Where are you strongest? Where do you need to improve? Let me know in the comments section below.

3 Responses

  1. The 3 keys to a successful career. Where are you strongest? Where do you need to improve? Let me know 😉

    1. I have a pie that is not sliced proportionately. A lot on P&I, and very little on E. The nature of my work is presented to a small group of management staff and they rarely populate my name outward and onward. The P&I would reward me with more work to support the success of others. How can I increase E when many see my role a support role rather a leading one?

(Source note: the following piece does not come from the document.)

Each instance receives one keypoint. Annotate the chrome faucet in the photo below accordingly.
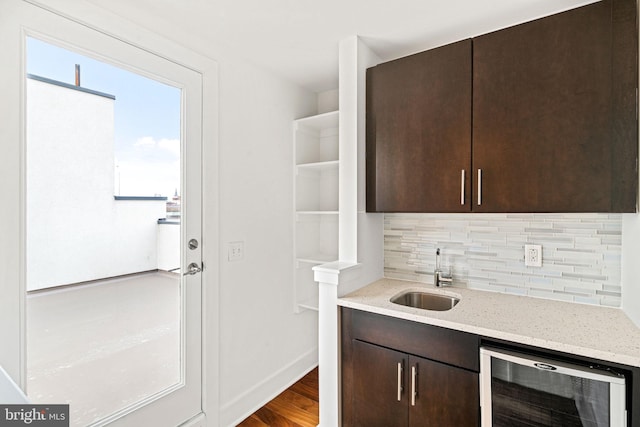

      1. Great question. I don’t think you are unique in this shape of your “PIE”. The first person that explained “PIE” to me worked for 10 years as a senior marketing guy in a public utility. After 10 years he had an interview with the CEO. He walked into the office. The CEO offered coffee. His first question: “You’ve been here 10 years… why don’t I know you?” The CEO told him that he needed to build his profile… it would be very difficult for the CEO to justify promoting him when so few senior people had heard of him.

        How to do it? Finding mentors at all times. Taking advantage of any and all speaking opportunities. Writing opinion pieces and white papers about strategic decisions facing the company. Claiming your successes and promoting your team members and helping them build networks across the company.

        If you are seen as an influential future leader, you will both attract the best people to your teams, and attract the best opportunities and projects.

        In my case, I have always had mentors that were 20 or 30 years more senior than me – and I now realise how vital they have been in protecting me and bringing me opportunities during my career.

        As they say in biking – you don’t notice the wind when it is with you, but you really notice it when it is in your face. I had never really paid attention to the role of my mentors until 5 years ago one of my mentors retired… and suddenly I realised quite how much he had protected me from organisation politics.